We excluded studies describing the ABF process, studies focusing on ABF refinement or studies costing hospital services. Studies focusing on ABF impacts outside the acute hospital setting were not included. Additionally, studies that were based on examining ABF impacts in the U.S. were excluded, and studies that were not peer-reviewed research articles were also excluded. Conference abstracts and theoretical descriptive studies were also excluded.

The full inclusion and exclusion criteria with refinements from the study protocol can be found in Additional file 1: Appendix 2.

Data-charting process

Study characteristics and data were agreed upon among the authors, and extracted in a Microsoft Excel data charting form by the first author. The data extraction included the following study characteristics: authors, year, country, analytical methodology, comparison group, and outcome measures.

Results

Study selection

A total of 1037 references were retrieved from the included databases (Fig. 1). After exclusion of duplicates, and other ineligible sources, 654 titles and abstracts were screened for eligibility, and 159 full texts screened after.

Fig. 1
figure 1

Preferred Reporting Items for Systematic Reviews and Meta-Analyses (PRISMA) Flowchart

Study characteristics

We identified a total of 19 studies which met our eligibility criteria (Additional file 1: Appendix 2).

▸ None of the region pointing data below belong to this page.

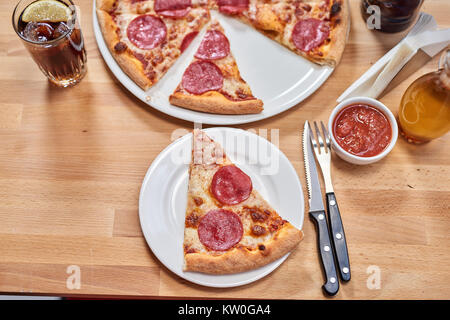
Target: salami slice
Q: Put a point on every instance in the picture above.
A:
(232, 6)
(173, 8)
(147, 31)
(220, 229)
(230, 185)
(202, 76)
(308, 34)
(214, 46)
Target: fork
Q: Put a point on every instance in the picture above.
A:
(322, 150)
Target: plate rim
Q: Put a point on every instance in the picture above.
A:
(153, 166)
(191, 115)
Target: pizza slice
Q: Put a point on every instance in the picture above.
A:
(168, 8)
(212, 82)
(315, 29)
(146, 43)
(229, 227)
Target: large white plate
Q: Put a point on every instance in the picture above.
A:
(279, 77)
(163, 196)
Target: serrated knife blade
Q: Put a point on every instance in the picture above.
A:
(312, 178)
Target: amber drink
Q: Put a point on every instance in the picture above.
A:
(50, 31)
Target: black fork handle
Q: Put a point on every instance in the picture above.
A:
(338, 237)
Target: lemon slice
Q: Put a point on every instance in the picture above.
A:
(46, 10)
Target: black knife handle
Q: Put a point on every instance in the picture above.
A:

Of our included studies, four were conducted in England [30, 34, 39, 40], three each in Korea [41,42,43] and Norway [33, 44, 45], and one each in Portugal [46], Israel [47], the Netherlands [48], Canada [49], Italy [50], Japan [51], Belgium [52], China [53], and Austria [54]. Most studies were published after 2010 [30, 33, 34, 39, 41,42,43, 45, 48,49,50,51, 53], and six were published before 2010 [40, 44, 46, 47, 52, 54]. All included studies used quantitative methodology for data analysis, in their assessment of ABF impacts (see Table 2 and Additional file 1: Appendix 3).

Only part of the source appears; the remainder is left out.